# 2010 Party invites



## dubbax3 (Jan 22, 2008)

Well I made these for our party this year. Used Photoshop. I actually had two ideas, this more subdued take with no color or one all flashy and crazy. Maybe I'll save the flashy one for next year. Hope everyones props and projects are coming along well. Happy early Halloween.


----------



## RoxyBlue (Oct 6, 2008)

I love the drawing, the annoyed grave digger in particular! Are you the artist?


----------



## dubbax3 (Jan 22, 2008)

Thanks Roxy. Nope not really just a firefighter who digs this stuff.


----------



## dubbax3 (Jan 22, 2008)

RoxyBlue said:


> I love the drawing, the annoyed grave digger in particular! Are you the artist?
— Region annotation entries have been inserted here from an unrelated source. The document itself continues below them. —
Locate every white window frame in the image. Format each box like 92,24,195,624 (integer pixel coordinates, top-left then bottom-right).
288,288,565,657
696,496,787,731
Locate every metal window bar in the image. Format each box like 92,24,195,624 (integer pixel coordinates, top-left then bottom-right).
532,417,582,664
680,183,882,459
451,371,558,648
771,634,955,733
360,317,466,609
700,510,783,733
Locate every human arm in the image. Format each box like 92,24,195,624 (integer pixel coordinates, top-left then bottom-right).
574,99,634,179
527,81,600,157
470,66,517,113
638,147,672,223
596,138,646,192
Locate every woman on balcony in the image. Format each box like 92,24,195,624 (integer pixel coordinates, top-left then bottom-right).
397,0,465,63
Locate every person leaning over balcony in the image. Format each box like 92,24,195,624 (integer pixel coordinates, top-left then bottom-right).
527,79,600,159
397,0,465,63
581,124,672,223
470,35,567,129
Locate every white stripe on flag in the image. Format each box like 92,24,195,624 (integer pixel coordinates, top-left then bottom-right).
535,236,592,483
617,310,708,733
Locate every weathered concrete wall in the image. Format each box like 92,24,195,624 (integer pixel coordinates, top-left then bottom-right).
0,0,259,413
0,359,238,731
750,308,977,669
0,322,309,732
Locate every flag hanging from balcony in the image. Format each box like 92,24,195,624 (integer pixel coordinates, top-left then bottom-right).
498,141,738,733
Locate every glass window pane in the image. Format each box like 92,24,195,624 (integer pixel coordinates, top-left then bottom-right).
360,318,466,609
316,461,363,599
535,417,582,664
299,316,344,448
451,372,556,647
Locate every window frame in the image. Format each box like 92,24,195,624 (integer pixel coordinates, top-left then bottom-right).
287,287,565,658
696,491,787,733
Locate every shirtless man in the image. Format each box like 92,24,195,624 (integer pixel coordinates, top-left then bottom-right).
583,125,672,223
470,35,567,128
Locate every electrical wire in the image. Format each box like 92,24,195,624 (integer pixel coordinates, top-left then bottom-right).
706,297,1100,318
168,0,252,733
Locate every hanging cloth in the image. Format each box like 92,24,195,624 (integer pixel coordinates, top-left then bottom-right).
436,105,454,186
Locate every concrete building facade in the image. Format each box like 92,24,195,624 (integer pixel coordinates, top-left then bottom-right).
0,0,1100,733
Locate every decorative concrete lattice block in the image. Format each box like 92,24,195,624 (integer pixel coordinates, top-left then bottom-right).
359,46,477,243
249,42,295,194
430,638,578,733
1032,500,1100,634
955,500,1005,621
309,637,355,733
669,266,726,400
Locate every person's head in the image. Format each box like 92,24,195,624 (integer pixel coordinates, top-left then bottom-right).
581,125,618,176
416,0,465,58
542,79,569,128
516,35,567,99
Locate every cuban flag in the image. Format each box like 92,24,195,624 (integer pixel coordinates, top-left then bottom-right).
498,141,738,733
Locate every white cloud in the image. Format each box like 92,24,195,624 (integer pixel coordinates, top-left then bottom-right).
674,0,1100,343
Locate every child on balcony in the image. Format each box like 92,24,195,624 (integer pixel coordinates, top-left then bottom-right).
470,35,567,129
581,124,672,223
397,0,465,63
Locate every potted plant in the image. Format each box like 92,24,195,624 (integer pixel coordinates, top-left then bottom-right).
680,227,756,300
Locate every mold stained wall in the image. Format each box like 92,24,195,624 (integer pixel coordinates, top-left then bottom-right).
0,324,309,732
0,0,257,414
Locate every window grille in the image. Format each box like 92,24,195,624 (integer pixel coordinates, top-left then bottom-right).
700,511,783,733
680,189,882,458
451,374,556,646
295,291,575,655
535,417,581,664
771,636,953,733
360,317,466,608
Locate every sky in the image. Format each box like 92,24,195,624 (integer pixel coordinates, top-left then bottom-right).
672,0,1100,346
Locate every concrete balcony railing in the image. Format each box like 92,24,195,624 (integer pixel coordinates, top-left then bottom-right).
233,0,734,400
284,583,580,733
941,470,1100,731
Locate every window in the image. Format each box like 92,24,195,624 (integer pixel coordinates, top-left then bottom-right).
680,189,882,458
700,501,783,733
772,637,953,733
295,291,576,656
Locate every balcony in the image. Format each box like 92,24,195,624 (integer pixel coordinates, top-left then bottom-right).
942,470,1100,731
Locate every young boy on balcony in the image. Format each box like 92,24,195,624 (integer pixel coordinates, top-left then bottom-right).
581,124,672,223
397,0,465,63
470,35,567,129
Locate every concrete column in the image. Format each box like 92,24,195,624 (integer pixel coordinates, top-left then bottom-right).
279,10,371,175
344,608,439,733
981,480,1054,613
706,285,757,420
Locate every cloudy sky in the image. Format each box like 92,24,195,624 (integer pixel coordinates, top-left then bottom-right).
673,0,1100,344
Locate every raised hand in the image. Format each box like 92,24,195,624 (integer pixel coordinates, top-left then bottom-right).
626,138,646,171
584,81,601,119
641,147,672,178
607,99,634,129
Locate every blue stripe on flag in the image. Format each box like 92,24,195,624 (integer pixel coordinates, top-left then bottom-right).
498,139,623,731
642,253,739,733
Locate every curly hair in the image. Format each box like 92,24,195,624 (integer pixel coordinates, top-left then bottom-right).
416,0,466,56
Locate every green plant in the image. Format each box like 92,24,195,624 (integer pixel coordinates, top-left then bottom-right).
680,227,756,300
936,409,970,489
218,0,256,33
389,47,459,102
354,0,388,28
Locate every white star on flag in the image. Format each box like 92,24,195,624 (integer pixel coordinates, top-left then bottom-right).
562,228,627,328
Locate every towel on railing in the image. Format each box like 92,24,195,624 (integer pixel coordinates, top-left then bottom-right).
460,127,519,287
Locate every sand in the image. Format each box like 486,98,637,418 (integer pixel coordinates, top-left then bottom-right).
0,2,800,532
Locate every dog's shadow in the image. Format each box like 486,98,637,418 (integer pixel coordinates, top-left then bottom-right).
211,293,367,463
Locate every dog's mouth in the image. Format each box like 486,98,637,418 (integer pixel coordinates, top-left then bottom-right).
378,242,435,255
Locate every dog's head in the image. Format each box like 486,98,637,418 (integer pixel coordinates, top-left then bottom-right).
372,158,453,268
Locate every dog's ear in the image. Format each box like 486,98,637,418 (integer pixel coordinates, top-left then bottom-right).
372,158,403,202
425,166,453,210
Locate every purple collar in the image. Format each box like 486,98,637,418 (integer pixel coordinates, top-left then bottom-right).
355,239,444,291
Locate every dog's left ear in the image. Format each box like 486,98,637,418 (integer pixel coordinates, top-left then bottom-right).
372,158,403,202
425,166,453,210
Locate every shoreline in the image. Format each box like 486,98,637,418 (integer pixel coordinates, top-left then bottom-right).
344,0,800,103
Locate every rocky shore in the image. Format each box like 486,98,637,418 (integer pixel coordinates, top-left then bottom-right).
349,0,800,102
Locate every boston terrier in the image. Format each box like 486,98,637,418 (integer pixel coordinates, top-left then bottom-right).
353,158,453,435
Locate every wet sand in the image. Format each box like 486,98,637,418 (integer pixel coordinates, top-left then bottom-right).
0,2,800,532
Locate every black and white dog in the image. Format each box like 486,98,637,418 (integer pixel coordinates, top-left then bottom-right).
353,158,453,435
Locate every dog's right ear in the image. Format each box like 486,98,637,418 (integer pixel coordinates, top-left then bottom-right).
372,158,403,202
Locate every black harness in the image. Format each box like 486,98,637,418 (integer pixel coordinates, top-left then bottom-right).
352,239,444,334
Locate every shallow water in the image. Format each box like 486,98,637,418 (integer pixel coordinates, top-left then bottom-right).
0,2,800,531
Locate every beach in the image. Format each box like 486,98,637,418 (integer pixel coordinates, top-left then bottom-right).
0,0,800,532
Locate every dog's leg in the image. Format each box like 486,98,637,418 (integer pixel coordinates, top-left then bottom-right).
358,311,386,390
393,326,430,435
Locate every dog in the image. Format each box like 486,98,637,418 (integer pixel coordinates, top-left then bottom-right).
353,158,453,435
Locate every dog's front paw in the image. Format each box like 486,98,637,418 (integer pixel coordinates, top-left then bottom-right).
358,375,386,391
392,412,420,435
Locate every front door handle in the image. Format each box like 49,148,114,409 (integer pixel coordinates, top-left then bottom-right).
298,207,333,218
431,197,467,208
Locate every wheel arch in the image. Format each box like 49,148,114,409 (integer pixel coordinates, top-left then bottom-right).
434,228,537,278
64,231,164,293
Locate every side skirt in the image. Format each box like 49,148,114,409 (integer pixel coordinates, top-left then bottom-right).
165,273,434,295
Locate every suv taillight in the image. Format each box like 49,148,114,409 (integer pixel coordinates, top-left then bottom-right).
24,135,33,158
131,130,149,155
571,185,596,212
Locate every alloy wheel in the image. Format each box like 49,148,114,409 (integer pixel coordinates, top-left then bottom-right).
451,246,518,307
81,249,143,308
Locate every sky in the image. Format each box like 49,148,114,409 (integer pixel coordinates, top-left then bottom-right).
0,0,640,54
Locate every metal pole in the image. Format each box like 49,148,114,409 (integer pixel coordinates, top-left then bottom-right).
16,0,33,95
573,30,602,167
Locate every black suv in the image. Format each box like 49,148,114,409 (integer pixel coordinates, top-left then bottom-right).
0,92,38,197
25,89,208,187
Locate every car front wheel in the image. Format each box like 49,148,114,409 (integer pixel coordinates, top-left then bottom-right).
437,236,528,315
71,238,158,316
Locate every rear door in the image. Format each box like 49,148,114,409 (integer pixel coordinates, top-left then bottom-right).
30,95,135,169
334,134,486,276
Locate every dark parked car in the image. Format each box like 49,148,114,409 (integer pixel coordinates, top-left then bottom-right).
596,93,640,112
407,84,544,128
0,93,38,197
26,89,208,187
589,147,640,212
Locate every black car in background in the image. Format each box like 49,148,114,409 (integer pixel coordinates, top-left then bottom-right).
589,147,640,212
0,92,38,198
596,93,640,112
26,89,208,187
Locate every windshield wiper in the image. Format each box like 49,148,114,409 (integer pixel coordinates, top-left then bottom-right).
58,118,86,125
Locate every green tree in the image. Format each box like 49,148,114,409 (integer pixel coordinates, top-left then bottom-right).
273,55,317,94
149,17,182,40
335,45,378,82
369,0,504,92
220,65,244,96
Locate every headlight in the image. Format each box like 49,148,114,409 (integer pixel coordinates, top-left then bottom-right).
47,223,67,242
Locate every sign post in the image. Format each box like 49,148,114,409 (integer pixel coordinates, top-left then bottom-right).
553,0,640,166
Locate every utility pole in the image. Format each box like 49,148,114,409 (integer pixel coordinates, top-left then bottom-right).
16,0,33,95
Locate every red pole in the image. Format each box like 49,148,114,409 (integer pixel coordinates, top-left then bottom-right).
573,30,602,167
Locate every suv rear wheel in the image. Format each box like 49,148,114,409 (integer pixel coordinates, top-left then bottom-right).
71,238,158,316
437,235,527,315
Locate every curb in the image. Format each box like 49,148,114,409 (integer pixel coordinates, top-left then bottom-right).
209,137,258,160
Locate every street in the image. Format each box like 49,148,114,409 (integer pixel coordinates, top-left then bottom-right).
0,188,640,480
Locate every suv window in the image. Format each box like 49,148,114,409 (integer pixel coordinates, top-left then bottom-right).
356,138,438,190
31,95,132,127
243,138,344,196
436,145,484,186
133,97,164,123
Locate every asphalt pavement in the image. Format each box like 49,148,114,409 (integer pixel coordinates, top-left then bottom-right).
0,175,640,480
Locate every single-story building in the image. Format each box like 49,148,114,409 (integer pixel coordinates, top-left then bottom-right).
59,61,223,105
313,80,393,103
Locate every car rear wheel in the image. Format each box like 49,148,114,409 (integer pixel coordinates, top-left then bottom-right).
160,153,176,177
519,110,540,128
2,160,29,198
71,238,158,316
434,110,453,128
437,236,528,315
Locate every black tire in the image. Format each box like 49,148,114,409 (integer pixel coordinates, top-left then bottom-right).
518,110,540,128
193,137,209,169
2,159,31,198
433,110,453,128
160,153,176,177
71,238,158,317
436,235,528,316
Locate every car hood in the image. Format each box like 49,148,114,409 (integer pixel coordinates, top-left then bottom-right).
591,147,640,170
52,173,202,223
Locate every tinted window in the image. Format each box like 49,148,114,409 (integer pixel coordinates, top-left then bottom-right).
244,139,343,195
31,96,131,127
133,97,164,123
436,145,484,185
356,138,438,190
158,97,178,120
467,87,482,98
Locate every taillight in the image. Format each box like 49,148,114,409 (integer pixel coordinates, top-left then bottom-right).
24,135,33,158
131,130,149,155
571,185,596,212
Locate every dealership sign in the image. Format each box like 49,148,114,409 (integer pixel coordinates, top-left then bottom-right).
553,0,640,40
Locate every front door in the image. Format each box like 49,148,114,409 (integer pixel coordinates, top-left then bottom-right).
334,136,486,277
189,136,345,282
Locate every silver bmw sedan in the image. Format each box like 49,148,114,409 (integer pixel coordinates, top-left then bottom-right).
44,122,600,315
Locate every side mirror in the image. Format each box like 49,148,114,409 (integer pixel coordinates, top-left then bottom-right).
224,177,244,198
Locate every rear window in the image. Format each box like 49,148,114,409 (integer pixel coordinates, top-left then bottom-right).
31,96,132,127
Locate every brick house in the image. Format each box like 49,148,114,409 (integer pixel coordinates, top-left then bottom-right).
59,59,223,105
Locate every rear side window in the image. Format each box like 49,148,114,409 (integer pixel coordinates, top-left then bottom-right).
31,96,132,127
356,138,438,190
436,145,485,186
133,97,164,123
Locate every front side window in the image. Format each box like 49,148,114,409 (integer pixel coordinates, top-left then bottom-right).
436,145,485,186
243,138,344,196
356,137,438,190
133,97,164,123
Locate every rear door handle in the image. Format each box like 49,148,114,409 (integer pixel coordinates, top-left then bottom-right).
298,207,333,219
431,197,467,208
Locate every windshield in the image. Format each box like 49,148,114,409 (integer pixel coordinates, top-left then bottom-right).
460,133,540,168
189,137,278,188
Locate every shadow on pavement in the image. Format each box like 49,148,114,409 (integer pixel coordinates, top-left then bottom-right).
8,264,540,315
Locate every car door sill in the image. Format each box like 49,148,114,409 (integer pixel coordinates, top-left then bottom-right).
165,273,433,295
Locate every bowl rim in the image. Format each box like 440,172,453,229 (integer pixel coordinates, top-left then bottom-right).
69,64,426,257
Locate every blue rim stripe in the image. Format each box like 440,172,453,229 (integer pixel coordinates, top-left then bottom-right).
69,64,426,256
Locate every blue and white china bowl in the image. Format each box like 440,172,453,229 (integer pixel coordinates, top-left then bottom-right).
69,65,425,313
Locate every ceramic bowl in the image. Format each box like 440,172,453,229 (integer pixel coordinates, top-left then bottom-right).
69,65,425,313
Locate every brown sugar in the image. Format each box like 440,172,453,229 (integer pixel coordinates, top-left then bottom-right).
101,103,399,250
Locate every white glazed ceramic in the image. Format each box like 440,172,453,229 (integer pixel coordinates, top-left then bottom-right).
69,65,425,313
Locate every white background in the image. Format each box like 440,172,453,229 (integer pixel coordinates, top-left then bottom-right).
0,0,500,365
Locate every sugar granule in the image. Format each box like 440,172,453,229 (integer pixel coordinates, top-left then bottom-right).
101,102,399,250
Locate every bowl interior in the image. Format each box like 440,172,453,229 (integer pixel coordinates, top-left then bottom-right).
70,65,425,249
Oh am I the artist, yup. I misread because I am also a meatball. Thanks! I actually hate the way his hand came out. I might go and change it.


----------



## randomr8 (Oct 24, 2009)

Like it! Could be the fifth member of the Teen Titans.


----------



## fick209 (Aug 31, 2009)

That looks great!


----------



## Death's Door (Mar 22, 2006)

Great job with the invites.


----------



## Bone To Pick (Oct 23, 2007)

Awesome job, Dubbax!


----------



## debbie5 (Mar 2, 2007)

You are in the wrong job my friend! GREAT work, again!


----------